Probability Theory and Its Applications

Of interest in many problems of applied probability theory is the evolution in time of the state of a random phenomenon. For example, suppose one has two urns (I and II), each of which contains one white and one black ball. One ball is drawn simultaneously from each urn and placed in the other urn. One is often concerned with questions such as, what is the probability that after 100 repetitions of this procedure urn I will contain two white balls? The theory of Markov ¹chains is applicable to questions of this type.

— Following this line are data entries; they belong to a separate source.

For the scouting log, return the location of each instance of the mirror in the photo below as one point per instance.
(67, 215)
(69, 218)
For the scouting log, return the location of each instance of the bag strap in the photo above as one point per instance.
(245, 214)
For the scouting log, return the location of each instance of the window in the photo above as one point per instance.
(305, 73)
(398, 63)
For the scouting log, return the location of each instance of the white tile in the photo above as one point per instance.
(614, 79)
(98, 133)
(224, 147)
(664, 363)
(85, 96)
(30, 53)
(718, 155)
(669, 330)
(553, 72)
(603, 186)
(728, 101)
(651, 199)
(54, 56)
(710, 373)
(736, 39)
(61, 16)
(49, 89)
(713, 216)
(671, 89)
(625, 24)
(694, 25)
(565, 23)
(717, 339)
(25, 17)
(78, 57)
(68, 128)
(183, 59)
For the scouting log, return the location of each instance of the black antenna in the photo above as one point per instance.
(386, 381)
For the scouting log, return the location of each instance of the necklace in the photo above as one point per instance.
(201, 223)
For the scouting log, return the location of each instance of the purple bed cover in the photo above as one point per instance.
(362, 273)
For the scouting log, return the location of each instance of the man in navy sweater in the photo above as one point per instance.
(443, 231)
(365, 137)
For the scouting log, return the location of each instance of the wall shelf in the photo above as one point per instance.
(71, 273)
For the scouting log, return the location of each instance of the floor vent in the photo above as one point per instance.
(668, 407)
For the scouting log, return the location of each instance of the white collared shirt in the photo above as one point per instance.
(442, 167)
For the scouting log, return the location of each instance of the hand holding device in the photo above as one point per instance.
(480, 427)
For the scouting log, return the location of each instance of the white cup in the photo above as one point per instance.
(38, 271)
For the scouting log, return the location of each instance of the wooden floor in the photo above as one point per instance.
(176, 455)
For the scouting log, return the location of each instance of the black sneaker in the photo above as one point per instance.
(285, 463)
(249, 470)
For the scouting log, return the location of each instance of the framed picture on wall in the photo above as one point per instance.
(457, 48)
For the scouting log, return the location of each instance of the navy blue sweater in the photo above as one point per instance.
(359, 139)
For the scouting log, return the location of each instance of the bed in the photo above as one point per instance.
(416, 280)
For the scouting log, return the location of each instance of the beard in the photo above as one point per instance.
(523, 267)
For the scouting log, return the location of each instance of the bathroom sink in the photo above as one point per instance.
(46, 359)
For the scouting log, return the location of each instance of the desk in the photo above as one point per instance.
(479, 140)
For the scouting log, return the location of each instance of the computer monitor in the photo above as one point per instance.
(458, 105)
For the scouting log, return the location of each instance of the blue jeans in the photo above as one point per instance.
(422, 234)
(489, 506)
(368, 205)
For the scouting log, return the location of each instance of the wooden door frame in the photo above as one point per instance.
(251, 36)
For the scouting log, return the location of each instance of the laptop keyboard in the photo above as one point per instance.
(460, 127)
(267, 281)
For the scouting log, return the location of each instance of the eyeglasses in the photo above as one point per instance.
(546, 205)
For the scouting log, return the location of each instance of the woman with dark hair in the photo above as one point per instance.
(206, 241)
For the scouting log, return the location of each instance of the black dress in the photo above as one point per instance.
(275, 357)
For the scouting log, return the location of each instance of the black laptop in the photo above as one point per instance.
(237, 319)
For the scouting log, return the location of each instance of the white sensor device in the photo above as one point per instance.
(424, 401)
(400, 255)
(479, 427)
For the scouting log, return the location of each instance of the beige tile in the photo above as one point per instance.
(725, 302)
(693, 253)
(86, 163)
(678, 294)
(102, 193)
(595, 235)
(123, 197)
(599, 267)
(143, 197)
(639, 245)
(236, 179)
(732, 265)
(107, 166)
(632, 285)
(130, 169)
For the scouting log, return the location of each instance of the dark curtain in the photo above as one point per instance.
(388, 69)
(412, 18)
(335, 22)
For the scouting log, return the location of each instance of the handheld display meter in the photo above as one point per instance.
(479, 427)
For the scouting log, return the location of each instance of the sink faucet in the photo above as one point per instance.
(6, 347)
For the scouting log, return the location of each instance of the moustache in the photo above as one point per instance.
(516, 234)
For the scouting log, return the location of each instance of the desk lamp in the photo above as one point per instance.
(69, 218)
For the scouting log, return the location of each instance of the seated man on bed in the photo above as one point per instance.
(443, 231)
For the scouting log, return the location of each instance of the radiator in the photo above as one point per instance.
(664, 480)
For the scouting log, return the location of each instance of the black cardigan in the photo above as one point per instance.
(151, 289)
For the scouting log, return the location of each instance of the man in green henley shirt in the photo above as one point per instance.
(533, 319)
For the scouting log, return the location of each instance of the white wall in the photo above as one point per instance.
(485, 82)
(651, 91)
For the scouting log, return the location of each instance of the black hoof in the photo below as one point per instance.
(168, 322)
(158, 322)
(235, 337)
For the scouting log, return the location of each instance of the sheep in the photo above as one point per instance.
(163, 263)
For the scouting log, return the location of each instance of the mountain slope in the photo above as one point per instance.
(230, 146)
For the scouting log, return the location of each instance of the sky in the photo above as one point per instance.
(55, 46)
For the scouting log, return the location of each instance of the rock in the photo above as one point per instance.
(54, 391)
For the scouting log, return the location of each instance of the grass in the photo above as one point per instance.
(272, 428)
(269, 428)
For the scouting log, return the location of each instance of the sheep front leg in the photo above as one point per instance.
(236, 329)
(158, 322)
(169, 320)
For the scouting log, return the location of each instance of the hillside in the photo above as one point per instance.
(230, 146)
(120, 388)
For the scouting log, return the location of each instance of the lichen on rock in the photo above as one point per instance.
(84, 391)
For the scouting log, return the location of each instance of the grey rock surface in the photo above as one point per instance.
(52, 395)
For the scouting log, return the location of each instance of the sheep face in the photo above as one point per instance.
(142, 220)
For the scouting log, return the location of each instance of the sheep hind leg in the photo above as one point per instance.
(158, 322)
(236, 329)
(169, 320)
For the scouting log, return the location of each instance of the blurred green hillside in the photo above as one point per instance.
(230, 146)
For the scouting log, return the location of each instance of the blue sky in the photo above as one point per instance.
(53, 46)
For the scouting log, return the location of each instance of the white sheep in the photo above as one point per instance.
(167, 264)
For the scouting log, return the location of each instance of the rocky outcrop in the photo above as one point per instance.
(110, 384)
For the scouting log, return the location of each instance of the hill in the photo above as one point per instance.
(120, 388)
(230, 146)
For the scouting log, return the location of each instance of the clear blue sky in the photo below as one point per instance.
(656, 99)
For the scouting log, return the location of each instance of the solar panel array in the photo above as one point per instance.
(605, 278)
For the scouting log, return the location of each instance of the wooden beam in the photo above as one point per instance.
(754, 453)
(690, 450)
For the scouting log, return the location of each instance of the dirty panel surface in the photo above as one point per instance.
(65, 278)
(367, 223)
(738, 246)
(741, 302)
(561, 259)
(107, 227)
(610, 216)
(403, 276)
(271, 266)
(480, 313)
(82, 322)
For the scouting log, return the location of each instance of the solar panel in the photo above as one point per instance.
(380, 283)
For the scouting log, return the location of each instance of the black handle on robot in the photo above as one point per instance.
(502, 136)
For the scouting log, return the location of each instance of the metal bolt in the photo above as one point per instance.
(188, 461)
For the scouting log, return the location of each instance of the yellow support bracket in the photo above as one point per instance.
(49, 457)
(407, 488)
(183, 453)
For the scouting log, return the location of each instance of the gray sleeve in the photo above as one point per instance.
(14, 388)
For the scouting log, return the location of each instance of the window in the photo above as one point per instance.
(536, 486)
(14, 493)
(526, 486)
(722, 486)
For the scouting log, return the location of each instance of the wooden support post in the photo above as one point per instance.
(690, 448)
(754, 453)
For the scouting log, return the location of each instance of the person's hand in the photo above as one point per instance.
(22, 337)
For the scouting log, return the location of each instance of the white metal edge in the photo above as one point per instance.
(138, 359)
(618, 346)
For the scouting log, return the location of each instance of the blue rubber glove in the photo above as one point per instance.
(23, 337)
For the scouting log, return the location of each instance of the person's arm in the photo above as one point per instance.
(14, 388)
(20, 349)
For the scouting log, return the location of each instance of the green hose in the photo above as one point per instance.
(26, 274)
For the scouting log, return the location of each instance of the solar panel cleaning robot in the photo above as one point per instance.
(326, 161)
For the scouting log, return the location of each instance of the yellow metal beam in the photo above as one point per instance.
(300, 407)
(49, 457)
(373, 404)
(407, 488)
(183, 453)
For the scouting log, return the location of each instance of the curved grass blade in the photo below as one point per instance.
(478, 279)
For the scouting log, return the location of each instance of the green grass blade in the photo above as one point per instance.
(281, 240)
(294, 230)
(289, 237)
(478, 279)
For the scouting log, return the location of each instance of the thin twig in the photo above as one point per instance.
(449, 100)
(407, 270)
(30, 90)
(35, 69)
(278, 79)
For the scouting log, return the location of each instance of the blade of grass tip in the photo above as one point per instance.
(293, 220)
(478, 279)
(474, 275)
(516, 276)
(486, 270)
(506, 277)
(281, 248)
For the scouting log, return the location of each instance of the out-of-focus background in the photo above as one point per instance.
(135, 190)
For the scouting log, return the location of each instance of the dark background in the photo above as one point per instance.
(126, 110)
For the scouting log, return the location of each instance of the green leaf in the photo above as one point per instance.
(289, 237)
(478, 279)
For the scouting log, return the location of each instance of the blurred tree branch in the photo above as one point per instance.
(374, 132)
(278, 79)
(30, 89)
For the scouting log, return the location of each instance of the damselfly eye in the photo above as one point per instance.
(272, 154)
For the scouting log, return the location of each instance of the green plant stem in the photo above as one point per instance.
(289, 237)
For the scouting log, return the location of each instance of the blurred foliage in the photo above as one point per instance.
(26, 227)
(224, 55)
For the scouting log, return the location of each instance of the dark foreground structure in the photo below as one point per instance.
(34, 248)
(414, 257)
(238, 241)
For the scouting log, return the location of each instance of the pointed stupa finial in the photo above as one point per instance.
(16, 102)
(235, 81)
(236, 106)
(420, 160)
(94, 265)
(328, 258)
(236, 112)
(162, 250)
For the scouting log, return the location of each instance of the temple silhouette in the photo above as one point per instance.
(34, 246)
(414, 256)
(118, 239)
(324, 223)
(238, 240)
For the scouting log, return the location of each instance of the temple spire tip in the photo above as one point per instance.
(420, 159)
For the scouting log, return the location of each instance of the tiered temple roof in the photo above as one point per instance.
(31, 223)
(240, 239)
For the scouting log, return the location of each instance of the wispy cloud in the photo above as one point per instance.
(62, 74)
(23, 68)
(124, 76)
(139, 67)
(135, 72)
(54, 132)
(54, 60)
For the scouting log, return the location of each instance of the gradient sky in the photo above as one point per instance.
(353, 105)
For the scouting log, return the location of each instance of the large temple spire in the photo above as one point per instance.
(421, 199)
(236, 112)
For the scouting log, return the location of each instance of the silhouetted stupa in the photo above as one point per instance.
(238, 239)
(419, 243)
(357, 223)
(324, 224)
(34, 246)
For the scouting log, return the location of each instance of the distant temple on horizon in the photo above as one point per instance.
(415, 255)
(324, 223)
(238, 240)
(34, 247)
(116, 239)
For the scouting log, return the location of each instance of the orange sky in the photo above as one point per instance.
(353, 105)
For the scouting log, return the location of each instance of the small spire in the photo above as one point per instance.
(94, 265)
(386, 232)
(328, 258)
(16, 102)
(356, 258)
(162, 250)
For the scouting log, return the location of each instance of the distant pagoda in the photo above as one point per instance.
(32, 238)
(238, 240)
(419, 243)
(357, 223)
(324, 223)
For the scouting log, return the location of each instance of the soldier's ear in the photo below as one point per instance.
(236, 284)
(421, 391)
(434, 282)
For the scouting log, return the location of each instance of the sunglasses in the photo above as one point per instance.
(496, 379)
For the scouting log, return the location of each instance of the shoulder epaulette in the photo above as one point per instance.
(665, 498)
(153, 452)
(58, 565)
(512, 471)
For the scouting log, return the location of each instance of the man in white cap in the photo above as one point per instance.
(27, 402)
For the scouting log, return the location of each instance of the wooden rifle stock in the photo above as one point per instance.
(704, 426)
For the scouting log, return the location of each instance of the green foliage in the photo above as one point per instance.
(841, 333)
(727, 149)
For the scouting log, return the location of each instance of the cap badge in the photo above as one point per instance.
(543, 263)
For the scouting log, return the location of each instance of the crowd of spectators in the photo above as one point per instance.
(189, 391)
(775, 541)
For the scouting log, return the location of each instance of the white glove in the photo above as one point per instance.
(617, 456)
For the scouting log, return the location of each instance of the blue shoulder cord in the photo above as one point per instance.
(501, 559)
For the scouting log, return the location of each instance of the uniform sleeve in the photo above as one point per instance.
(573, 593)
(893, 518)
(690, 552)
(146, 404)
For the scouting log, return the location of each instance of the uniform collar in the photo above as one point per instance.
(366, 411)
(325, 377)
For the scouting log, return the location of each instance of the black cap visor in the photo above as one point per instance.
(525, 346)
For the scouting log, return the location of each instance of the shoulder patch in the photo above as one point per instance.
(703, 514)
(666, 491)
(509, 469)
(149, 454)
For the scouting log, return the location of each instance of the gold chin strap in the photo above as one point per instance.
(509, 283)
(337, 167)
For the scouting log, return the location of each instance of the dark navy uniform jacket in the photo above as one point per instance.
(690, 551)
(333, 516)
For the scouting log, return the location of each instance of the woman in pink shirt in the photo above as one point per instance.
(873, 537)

The theory of Markov chains relates to every field of physical and social science (see the forthcoming book by A. T. Bharucha-Reid, Introduction to the Theory of Markov Processes and their Applications ; for applications of the theory of Markov chains to the description of social or psychological phenomena, see the book by Kemeny and Snell cited in the next paragraph). There is an immense literature concerning the theory of Markov chains. In this section and the next we can provide only a brief introduction.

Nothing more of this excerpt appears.